Cantharellus californicus, also known as the California golden chanterelle, was selected due to its popularity, integral role, and symbiotic relationship with California’s ecosystem. The commonly collected edible mushroom — with a slightly fruity apricot scent and a nutty flavor when cooked with butter — is long loved by Californians. Moreso, it was recently recognized as a unique endemic species to the state, typically found in hardwood forests, especially under oak trees, making it the perfect recipient to further symbolize California's rich and unique biodiversity! 

How a typical California Golden Chanterelle may be growing in its natural habitat | Photo by pgately via. iNaturalist (CC-BY-NC)

*Reminder: Please do not disturb, forage, poach, or consume wild mushrooms.
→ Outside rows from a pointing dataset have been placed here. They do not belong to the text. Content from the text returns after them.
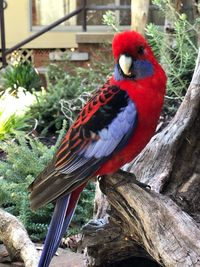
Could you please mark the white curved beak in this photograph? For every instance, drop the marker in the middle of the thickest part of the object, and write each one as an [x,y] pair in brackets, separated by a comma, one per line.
[125,63]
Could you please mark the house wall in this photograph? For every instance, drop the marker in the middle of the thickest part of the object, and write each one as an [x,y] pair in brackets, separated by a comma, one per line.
[17,28]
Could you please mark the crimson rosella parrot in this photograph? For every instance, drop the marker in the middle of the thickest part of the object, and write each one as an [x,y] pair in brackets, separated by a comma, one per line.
[112,128]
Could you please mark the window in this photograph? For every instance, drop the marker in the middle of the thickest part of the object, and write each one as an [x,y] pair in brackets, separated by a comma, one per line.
[45,12]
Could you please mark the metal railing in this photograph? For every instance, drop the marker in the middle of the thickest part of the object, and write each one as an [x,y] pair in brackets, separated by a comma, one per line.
[84,9]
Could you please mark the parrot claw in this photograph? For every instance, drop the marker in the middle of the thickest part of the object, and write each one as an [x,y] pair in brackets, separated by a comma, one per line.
[130,178]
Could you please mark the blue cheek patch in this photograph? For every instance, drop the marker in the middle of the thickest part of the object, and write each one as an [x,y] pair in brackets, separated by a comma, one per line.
[141,69]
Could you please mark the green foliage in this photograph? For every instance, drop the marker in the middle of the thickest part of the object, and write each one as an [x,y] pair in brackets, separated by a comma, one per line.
[12,112]
[109,19]
[26,158]
[21,75]
[66,94]
[177,51]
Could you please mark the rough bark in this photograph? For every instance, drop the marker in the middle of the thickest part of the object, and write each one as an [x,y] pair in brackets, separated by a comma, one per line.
[161,223]
[15,238]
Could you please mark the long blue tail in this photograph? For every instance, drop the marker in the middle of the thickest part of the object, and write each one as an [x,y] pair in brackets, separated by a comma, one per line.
[60,221]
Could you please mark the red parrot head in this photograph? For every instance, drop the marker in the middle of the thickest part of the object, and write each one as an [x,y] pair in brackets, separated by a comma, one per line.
[133,57]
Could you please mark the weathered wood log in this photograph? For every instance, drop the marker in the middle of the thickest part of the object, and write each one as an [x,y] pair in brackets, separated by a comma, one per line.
[162,223]
[16,239]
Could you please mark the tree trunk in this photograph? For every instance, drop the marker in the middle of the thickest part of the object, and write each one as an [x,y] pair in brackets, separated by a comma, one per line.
[15,238]
[161,223]
[139,14]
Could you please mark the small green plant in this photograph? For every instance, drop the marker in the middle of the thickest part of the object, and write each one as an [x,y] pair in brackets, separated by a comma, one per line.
[12,112]
[16,175]
[109,19]
[66,94]
[21,75]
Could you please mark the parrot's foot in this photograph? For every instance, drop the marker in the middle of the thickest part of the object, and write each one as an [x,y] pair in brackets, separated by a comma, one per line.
[130,178]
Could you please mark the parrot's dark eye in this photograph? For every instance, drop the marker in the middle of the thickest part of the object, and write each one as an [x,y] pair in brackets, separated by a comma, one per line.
[141,50]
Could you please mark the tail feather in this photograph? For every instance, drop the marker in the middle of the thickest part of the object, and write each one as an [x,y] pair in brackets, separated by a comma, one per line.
[54,232]
[61,219]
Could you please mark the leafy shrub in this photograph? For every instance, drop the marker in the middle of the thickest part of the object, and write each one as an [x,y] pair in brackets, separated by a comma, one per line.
[66,94]
[21,75]
[12,112]
[16,175]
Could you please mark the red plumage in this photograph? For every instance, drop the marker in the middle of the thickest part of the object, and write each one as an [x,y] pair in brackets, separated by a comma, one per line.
[112,129]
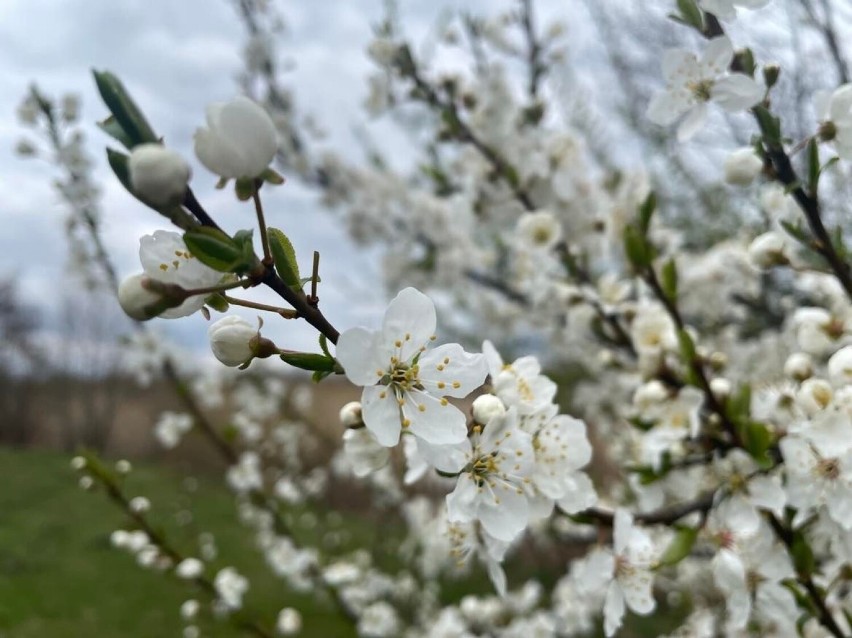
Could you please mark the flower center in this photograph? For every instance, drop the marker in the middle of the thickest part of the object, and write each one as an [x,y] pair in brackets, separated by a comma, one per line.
[701,90]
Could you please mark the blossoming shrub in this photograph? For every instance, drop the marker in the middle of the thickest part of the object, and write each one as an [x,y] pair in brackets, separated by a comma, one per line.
[716,381]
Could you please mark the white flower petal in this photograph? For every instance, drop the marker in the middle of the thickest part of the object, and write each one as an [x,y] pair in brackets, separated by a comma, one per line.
[381,414]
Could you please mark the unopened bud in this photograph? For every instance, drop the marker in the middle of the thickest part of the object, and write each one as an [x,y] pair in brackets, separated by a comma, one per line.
[799,366]
[231,338]
[351,416]
[486,407]
[158,175]
[770,74]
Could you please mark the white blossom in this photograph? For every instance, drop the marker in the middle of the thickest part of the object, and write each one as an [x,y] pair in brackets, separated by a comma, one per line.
[405,383]
[240,139]
[692,82]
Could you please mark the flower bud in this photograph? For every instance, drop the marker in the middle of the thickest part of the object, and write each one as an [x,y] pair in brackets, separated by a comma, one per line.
[230,339]
[742,167]
[350,415]
[799,366]
[158,175]
[189,568]
[840,367]
[540,229]
[486,407]
[767,250]
[813,396]
[239,141]
[143,298]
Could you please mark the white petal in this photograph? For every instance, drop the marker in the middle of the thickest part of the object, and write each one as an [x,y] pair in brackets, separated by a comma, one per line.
[679,67]
[433,419]
[716,58]
[737,92]
[450,371]
[505,515]
[357,352]
[381,414]
[579,494]
[613,609]
[666,106]
[693,122]
[636,586]
[410,321]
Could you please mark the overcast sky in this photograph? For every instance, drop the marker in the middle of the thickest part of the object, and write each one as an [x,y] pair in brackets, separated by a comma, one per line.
[175,58]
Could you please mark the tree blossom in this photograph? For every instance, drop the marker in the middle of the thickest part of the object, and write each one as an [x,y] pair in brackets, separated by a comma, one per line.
[497,465]
[727,9]
[158,174]
[240,139]
[230,339]
[166,258]
[231,587]
[692,82]
[631,571]
[405,384]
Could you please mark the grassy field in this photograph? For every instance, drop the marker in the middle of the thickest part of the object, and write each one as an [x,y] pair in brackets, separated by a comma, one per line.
[59,577]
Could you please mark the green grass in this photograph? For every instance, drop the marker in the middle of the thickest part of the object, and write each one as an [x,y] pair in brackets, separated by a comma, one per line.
[60,577]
Disturbing any mushroom species in a California state park is illegal and should only be conducted by an approved professional.  


How was the California Golden Chanterelle Selected?

California Golden Chanterelle

With the diversity of mushrooms in California, picking just one to represent the entire fungus kingdom is challenging. To choose, thousands of Californian fungiphiles – people who love and appreciate mushrooms – polled for their favorite six candidates in a statewide project conducted by the California Institute of Biodiversity and Mykoweb, one of the first internet mycology sites. Polling results and more information on how the state mushroom was selected can be found here.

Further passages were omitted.